Tuesday, June 27, 2006

That Which Cannot Be Imagined

This weekend I was in Amherst, Massachusetts, home of the University of Massachusetts. I had not been there for many years. I was telling my friend about what it was like going to college there in the late 60's when the Woman's Movement was just getting on its feet. My friend Barb would come over for coffee and bring with her these mimeographed or printed pamphlets by "new women" - voices like Gloria Steinem, Letty Cottin-Pogrebin, Robin Morgan, Betty Friedan, Germaine Greer.

I remember one leaflet that we went over with a fine tooth comb. We, in our early 20's, were both married, far from virginal. It was titled "The Myth of Vaginal Orgasm". We talked about it in hushed whispers. Who knew?

How gigantic was this time in history? The very substance of who we were, right down to what we thought we knew about our bodies, was up for grabs. And we knew so little.

I recall a NY Times article that began with a "Brain Teaser". A father and son are in a car accident. They are rushed to the hospital. The father dies on the way, while the son is taken to the operating room. Later, the doctor comes in and says: "I can't operate on him, because he's my son." Who is the doctor?

The "surprise" answer was, of course, that the doctor was the boy's mother.

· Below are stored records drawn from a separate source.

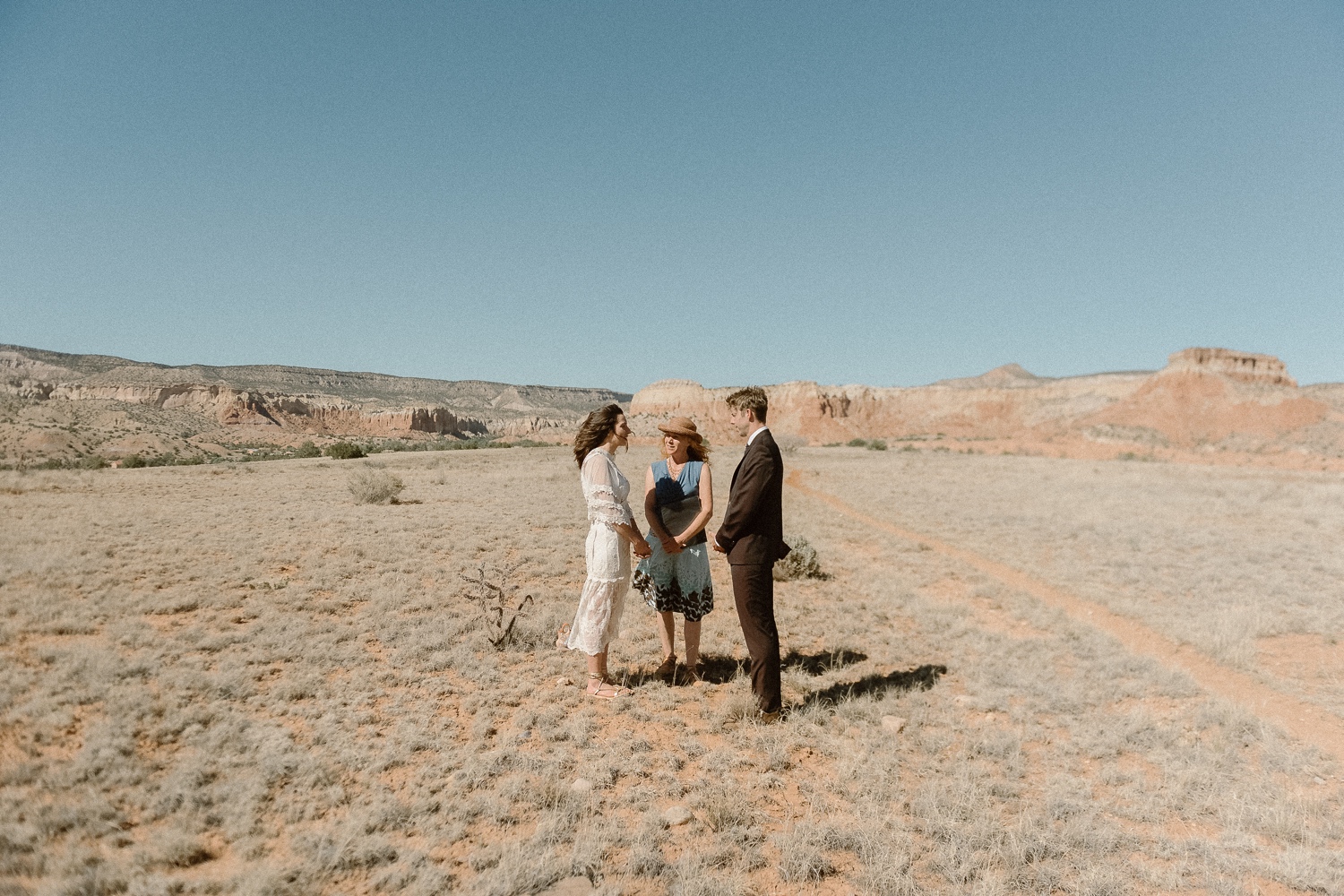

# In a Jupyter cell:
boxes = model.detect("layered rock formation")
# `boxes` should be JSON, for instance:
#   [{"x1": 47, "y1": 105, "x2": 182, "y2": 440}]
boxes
[
  {"x1": 631, "y1": 348, "x2": 1344, "y2": 467},
  {"x1": 0, "y1": 345, "x2": 631, "y2": 456}
]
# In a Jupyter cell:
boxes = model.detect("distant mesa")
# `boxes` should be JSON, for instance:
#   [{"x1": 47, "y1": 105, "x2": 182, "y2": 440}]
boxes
[
  {"x1": 631, "y1": 348, "x2": 1344, "y2": 469},
  {"x1": 0, "y1": 345, "x2": 631, "y2": 457},
  {"x1": 0, "y1": 345, "x2": 1344, "y2": 470},
  {"x1": 1163, "y1": 348, "x2": 1297, "y2": 388}
]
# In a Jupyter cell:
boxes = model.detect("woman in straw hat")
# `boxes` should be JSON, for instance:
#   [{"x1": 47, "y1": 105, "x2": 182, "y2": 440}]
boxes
[{"x1": 633, "y1": 417, "x2": 714, "y2": 683}]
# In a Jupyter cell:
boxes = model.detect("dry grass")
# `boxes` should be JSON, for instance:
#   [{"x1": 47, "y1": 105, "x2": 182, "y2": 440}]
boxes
[{"x1": 0, "y1": 449, "x2": 1344, "y2": 895}]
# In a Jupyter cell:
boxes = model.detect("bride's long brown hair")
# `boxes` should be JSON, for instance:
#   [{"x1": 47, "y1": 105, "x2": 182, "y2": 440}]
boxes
[{"x1": 574, "y1": 404, "x2": 625, "y2": 470}]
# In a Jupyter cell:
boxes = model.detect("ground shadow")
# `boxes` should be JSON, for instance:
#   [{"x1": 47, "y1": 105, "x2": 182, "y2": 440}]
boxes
[
  {"x1": 701, "y1": 653, "x2": 750, "y2": 685},
  {"x1": 803, "y1": 664, "x2": 948, "y2": 707},
  {"x1": 780, "y1": 648, "x2": 868, "y2": 676}
]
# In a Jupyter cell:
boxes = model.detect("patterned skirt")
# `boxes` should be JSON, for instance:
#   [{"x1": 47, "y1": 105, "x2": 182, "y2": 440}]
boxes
[{"x1": 633, "y1": 535, "x2": 714, "y2": 622}]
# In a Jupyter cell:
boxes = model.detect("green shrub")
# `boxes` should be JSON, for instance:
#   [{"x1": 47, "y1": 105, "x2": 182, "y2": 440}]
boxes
[
  {"x1": 774, "y1": 535, "x2": 830, "y2": 582},
  {"x1": 327, "y1": 442, "x2": 367, "y2": 461}
]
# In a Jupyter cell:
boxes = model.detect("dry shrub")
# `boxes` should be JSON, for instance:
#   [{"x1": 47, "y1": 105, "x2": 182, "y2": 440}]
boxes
[
  {"x1": 461, "y1": 560, "x2": 532, "y2": 650},
  {"x1": 349, "y1": 468, "x2": 406, "y2": 504},
  {"x1": 774, "y1": 535, "x2": 828, "y2": 582}
]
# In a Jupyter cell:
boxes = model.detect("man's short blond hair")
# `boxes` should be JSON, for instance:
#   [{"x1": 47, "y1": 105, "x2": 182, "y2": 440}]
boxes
[{"x1": 723, "y1": 385, "x2": 771, "y2": 423}]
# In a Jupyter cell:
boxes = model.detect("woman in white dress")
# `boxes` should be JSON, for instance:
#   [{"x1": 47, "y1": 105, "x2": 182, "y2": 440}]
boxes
[{"x1": 566, "y1": 404, "x2": 650, "y2": 700}]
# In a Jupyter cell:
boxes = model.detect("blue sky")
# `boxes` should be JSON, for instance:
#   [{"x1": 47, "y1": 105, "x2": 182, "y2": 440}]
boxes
[{"x1": 0, "y1": 0, "x2": 1344, "y2": 390}]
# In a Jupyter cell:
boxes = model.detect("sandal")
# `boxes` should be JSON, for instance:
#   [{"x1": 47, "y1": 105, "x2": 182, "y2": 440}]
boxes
[{"x1": 588, "y1": 672, "x2": 634, "y2": 700}]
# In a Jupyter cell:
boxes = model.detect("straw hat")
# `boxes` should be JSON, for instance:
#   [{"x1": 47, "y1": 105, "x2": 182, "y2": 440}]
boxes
[{"x1": 659, "y1": 417, "x2": 701, "y2": 444}]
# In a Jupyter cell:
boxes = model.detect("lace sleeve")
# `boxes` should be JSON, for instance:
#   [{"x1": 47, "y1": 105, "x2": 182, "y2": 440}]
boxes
[{"x1": 583, "y1": 452, "x2": 634, "y2": 525}]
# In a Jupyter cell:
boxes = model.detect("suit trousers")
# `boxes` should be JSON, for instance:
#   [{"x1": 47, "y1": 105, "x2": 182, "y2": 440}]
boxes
[{"x1": 728, "y1": 563, "x2": 781, "y2": 712}]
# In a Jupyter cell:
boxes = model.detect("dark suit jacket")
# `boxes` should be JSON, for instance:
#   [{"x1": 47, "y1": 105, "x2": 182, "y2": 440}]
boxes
[{"x1": 714, "y1": 430, "x2": 789, "y2": 564}]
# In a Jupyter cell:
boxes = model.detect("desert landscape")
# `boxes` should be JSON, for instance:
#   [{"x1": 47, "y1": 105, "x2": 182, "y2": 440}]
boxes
[
  {"x1": 0, "y1": 345, "x2": 1344, "y2": 471},
  {"x1": 0, "y1": 435, "x2": 1344, "y2": 896}
]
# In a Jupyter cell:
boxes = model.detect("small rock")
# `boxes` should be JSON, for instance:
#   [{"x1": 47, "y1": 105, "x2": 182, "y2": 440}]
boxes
[
  {"x1": 663, "y1": 806, "x2": 695, "y2": 828},
  {"x1": 539, "y1": 877, "x2": 594, "y2": 896}
]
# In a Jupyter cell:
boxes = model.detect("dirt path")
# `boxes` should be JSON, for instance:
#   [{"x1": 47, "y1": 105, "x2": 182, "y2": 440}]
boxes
[{"x1": 788, "y1": 470, "x2": 1344, "y2": 761}]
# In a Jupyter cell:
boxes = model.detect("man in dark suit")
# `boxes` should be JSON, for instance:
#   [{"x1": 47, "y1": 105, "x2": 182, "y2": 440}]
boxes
[{"x1": 714, "y1": 385, "x2": 789, "y2": 721}]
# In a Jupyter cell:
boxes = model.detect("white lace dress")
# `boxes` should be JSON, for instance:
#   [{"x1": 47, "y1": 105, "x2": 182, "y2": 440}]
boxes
[{"x1": 566, "y1": 449, "x2": 634, "y2": 657}]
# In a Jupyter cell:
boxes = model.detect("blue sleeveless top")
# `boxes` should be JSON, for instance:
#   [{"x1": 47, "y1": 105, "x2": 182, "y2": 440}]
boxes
[{"x1": 653, "y1": 460, "x2": 709, "y2": 544}]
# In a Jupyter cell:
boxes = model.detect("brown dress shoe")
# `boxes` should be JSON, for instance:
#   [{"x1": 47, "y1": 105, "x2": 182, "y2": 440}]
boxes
[{"x1": 653, "y1": 653, "x2": 676, "y2": 684}]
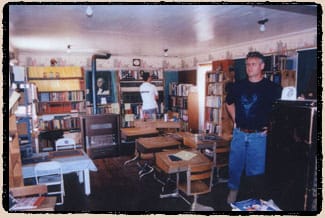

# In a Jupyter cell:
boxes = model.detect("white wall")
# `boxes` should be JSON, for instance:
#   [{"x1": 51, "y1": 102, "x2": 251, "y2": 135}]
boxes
[{"x1": 18, "y1": 28, "x2": 317, "y2": 70}]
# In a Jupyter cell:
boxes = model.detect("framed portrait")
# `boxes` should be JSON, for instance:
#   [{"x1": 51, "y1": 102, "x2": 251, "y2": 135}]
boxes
[{"x1": 86, "y1": 71, "x2": 115, "y2": 105}]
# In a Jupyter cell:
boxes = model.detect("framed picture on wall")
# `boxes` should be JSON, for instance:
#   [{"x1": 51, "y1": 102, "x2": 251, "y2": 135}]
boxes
[{"x1": 86, "y1": 71, "x2": 114, "y2": 105}]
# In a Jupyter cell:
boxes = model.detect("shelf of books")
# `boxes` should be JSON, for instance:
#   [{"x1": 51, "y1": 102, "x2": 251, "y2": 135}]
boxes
[
  {"x1": 168, "y1": 82, "x2": 193, "y2": 130},
  {"x1": 28, "y1": 66, "x2": 86, "y2": 151},
  {"x1": 205, "y1": 71, "x2": 224, "y2": 135}
]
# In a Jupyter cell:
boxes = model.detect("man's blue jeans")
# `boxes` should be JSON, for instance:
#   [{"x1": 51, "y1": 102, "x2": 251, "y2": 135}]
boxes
[{"x1": 228, "y1": 128, "x2": 266, "y2": 190}]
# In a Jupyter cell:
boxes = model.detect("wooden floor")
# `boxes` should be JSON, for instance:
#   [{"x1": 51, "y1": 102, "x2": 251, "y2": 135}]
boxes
[
  {"x1": 46, "y1": 153, "x2": 298, "y2": 214},
  {"x1": 51, "y1": 156, "x2": 230, "y2": 213}
]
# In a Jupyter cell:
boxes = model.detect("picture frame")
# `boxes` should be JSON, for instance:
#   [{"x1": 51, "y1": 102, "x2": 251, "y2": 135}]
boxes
[{"x1": 86, "y1": 71, "x2": 114, "y2": 105}]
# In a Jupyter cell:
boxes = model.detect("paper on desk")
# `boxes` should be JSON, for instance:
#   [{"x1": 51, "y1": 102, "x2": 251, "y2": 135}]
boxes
[{"x1": 174, "y1": 151, "x2": 196, "y2": 160}]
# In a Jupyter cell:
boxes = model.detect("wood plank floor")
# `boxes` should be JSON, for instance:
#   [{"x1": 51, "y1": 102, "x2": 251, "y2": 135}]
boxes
[{"x1": 56, "y1": 156, "x2": 230, "y2": 213}]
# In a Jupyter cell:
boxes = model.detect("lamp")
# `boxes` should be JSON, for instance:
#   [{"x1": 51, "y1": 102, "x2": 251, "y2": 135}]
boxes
[
  {"x1": 164, "y1": 48, "x2": 168, "y2": 57},
  {"x1": 257, "y1": 18, "x2": 269, "y2": 32},
  {"x1": 67, "y1": 45, "x2": 71, "y2": 53},
  {"x1": 86, "y1": 6, "x2": 94, "y2": 17}
]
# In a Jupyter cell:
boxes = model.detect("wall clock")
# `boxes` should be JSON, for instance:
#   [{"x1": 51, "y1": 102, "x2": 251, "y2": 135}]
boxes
[{"x1": 133, "y1": 59, "x2": 141, "y2": 67}]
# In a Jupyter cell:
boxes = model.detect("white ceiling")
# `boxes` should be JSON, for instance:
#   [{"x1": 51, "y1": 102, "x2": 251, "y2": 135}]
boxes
[{"x1": 9, "y1": 4, "x2": 317, "y2": 57}]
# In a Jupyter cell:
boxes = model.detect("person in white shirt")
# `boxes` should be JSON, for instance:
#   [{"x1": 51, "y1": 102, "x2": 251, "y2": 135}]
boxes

But in the early 1970's, this did not come as a natural answer, and good liberals were banging their heads against the wall for not having been able to figure it out.

It was simply impossible to imagine the right answer because our learned prejudice blocked the possibility of one. We simply did not see. I was a feminist then (as now), and you know what? I couldn't guess the answer back then. Was that funny or tragic? You tell me.

Years later I read Alice Walker's "Possessing The Secret of Joy" and heard for the first time about clitorectomies, female genital mutilation -- an imposed savagery that effects literally tens of million of women worldwide. Shortly thereafter I saw a BBC special with a reporter who went to an African village where several mothers were taking their 7 and 8 year old daughters to a hut where their genitals were about to be mutilated by an old woman with a broken bottle used as a knife. The girls looked frightened. One mother was weeping quietly.

The little girls went into the shabby hut and soon there was the sound of agonized screaming as these little baby girls were sliced open. One mother, the one who had been weeping, ran off to a bench under a tree and rocked back and forth crying, holding herself.

The reporter, bless her, was kind to the woman. Here is my memory of what happened.

Reporter: Is that your little girl?

Mother: Yes, my baby, my baby....

Reporter: (places her arm around the woman, who almost collapses into that act of kindness) Did you tell her what was going to happen?

Mother; Oh no -- I didn't. I could not. I have had this myself. I know what it would be for her. I could not tell her.

Reporter: (gently) Mother, if you knew - and you are so hurt by this pain for her -- can you help me know why you brought her here today?

Mother: (looking up at the reporter helplessly through tear-streaked eyes, as though she is stunned that the reporter has to ask) Because...because...this is what it MEANS to be a woman.

Even now I have to pause to take this in. "Because - this is what it means to be a woman."

I am haunted by the African mother who believes that pain and torment, brutality to children, denial of sexuality, that all of that is what it MEANS to be a woman. It is as much a part of how she knows she is female as her breasts or her menses. I do not know how to undo that. How to unravel the torturous knot of that soul-contorting lie.

How have we come to define who we (or anyone else) can and cannot be? I speak in this post of women, but that is only because I know its effects best as a woman myself.

This cannot be what God wants for us, cannot be what he calls us to. This is exactly what the Kingdom of God is up against -- this agonizing and consuming fog that doesn't even let us imagine a future that differs from the one we have --a savagery that cuts off hope, dreams, that eats souls.

3 Comments:

Blogger Jayne said...

No, I can't even imagine it Mata, can't even. By the time I was a school age kid, we were at least pretending that women were equal, yet we all knew in many ways, it was just given lip service. Just like all our glbt brothers and sisters are facing now. Maybe one day....

6:44 AM  
Blogger Ginger said...

Wow. An extremely powerful post. Thanks.

(By the way, my mom has been a doctor my entire life and I didn't figure out the riddle either. Now how do we explain that?)

9:32 AM  
Blogger Mata H said...

Ginger -- it is amazing, no? How deeply our pre-conceptions are burned in.